On Thu, 27 Aug 2020 15:07:52 -0400
Eduardo Habkost <ehabkost@redhat.com> wrote:

> On Thu, Aug 27, 2020 at 07:03:14PM +0200, Igor Mammedov wrote:
> > On Wed, 26 Aug 2020 16:03:40 +0100
> > Daniel P. Berrangé <berrange@redhat.com> wrote:
> > 
> > > On Wed, Aug 26, 2020 at 04:02:58PM +0200, Igor Mammedov wrote:
> > > > On Wed, 26 Aug 2020 14:36:38 +0100
> > > > Daniel P. Berrangé <berrange@redhat.com> wrote:
> > > > 
> > > > > On Wed, Aug 26, 2020 at 03:30:34PM +0200, Igor Mammedov wrote:
> > > > > > On Wed, 26 Aug 2020 13:50:59 +0100
> > > > > > Daniel P. Berrangé <berrange@redhat.com> wrote:
> > > > > >   
> > > > > > > On Wed, Aug 26, 2020 at 02:38:49PM +0200, Igor Mammedov wrote:  
> > > > > > > > On Fri, 21 Aug 2020 17:12:19 -0500
> > > > > > > > Babu Moger <babu.moger@amd.com> wrote:
> > > > > > > >     
> > > > > > > > > To support some of the complex topology, we introduced EPYC mode apicid decode.
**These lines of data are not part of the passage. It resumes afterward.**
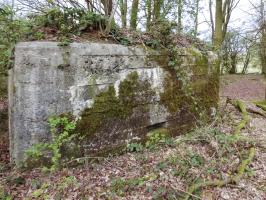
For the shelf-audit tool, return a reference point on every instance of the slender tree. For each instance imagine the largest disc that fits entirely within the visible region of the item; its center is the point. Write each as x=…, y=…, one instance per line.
x=263, y=36
x=148, y=13
x=218, y=30
x=196, y=17
x=157, y=9
x=223, y=12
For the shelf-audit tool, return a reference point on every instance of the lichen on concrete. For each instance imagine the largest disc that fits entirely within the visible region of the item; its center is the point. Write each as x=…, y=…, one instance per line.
x=118, y=93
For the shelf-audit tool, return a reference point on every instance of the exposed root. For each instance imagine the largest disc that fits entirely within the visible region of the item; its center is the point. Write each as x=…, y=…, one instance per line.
x=261, y=104
x=245, y=118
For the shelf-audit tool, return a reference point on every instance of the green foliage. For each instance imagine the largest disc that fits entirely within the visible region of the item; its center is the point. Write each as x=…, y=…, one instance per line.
x=4, y=195
x=61, y=129
x=121, y=185
x=135, y=147
x=67, y=22
x=12, y=30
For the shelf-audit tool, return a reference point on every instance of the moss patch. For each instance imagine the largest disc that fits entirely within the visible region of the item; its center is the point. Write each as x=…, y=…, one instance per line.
x=133, y=93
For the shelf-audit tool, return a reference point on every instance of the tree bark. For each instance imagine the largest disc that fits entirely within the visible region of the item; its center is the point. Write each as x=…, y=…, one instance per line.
x=218, y=32
x=196, y=19
x=179, y=15
x=134, y=14
x=157, y=9
x=123, y=9
x=108, y=6
x=148, y=24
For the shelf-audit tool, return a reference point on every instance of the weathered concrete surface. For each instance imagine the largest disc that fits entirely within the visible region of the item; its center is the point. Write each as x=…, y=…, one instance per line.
x=49, y=80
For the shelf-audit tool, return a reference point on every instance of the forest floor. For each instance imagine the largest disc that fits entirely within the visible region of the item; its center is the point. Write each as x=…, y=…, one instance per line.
x=169, y=169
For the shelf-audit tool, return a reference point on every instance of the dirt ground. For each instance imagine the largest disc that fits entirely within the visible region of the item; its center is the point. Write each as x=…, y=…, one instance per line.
x=152, y=174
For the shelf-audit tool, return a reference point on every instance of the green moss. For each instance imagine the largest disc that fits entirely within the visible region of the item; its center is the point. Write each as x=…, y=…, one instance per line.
x=261, y=104
x=173, y=96
x=133, y=93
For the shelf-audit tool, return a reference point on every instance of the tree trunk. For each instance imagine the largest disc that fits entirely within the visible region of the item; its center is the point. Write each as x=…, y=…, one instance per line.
x=123, y=9
x=196, y=19
x=263, y=39
x=218, y=33
x=148, y=5
x=108, y=6
x=157, y=9
x=134, y=14
x=233, y=69
x=246, y=62
x=179, y=15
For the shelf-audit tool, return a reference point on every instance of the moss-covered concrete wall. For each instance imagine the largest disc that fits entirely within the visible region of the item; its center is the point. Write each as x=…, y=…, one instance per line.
x=116, y=93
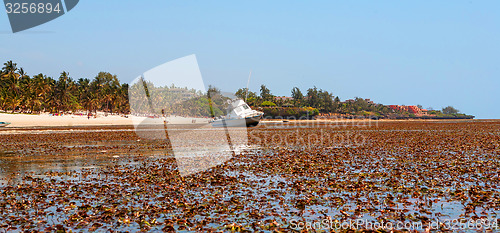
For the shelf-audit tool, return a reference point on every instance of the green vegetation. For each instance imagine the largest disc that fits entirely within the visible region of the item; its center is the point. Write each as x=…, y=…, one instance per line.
x=24, y=94
x=21, y=93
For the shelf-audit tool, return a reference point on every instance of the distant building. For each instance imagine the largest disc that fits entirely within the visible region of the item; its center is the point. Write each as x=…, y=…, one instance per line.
x=283, y=98
x=411, y=109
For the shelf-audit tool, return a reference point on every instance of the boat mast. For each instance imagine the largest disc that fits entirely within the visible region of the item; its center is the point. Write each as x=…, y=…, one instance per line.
x=248, y=82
> > > > > > > > > But, EPYC mode decode is running into problems. Also it can become quite a
> > > > > > > > > maintenance problem in the future. So, it was decided to remove that code and
> > > > > > > > > use the generic decode which works for majority of the topology. Most of the
> > > > > > > > > SPECed configuration would work just fine. With some non-SPECed user inputs,
> > > > > > > > > it will create some sub-optimal configuration.
> > > > > > > > > Here is the discussion thread.
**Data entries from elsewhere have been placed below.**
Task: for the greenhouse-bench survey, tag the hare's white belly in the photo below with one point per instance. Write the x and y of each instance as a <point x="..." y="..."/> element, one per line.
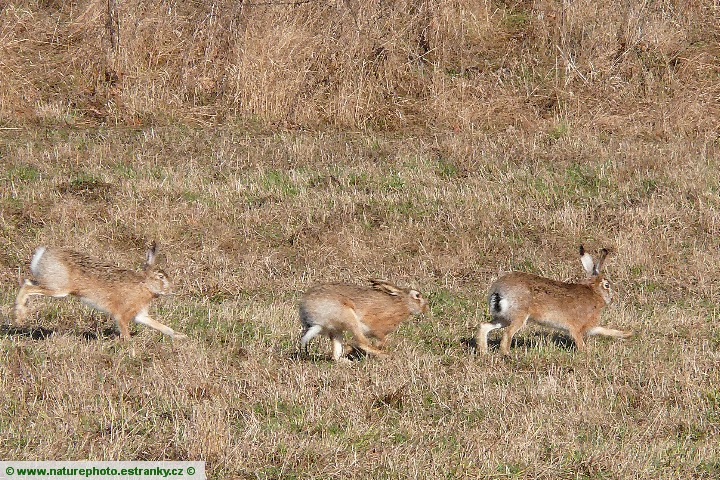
<point x="551" y="322"/>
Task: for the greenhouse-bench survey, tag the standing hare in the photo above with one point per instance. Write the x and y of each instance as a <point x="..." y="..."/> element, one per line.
<point x="366" y="312"/>
<point x="124" y="294"/>
<point x="517" y="297"/>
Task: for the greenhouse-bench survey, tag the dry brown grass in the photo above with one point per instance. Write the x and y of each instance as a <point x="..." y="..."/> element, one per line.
<point x="269" y="146"/>
<point x="249" y="220"/>
<point x="622" y="67"/>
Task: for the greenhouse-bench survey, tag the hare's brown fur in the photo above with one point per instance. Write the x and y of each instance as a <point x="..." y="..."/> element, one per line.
<point x="368" y="313"/>
<point x="516" y="298"/>
<point x="124" y="294"/>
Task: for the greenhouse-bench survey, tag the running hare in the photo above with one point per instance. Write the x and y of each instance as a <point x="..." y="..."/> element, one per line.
<point x="517" y="297"/>
<point x="366" y="312"/>
<point x="124" y="294"/>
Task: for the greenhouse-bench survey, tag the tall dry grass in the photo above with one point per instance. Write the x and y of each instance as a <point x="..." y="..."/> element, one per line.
<point x="621" y="67"/>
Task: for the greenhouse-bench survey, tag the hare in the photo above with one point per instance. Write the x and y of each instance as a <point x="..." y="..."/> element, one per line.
<point x="366" y="312"/>
<point x="124" y="294"/>
<point x="517" y="297"/>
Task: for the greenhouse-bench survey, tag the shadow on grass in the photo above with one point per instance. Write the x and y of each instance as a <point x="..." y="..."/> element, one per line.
<point x="530" y="341"/>
<point x="42" y="333"/>
<point x="354" y="354"/>
<point x="35" y="333"/>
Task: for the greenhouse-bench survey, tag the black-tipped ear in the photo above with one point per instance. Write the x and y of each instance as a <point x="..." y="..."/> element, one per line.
<point x="151" y="254"/>
<point x="601" y="259"/>
<point x="385" y="287"/>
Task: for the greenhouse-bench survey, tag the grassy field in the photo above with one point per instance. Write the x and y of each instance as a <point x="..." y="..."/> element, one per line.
<point x="268" y="146"/>
<point x="248" y="220"/>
> > > > > > > > > https://lore.kernel.org/qemu-devel/c0bcc1a6-1d84-a6e7-e468-d5b437c1b254@amd.com/
> > > > > > > > > 
> > > > > > > > > This series removes all the EPYC mode specific apicid changes and use the generic
> > > > > > > > > apicid decode.    
> > > > > > > > 
> > > > > > > > the main difference between EPYC and all other CPUs is that
> > > > > > > > it requires numa configuration (it's not optional)
> > > > > > > > so we need an extra patch on top of this series to enfoce that, i.e:
> > > > > > > > 
> > > > > > > >  if (epyc && !numa) 
> > > > > > > >     error("EPYC cpu requires numa to be configured")    
> > > > > > > 
> > > > > > > Please no. This will break 90% of current usage of the EPYC CPU in
> > > > > > > real world QEMU deployments. That is way too user hostile to introduce
> > > > > > > as a requirement.
> > > > > > > 
> > > > > > > Why do we need to force this ?  People have been successfuly using
> > > > > > > EPYC CPUs without NUMA in QEMU for years now.
> > > > > > > 
> > > > > > > It might not match behaviour of bare metal silicon, but that hasn't
> > > > > > > obviously caused the world to come crashing down.  
> > > > > > So far it produces warning in linux kernel (RHBZ1728166),
> > > > > > (resulting performance might be suboptimal), but I haven't seen
> > > > > > anyone reporting crashes yet.
> > > > > > 
> > > > > > 
> > > > > > What other options do we have?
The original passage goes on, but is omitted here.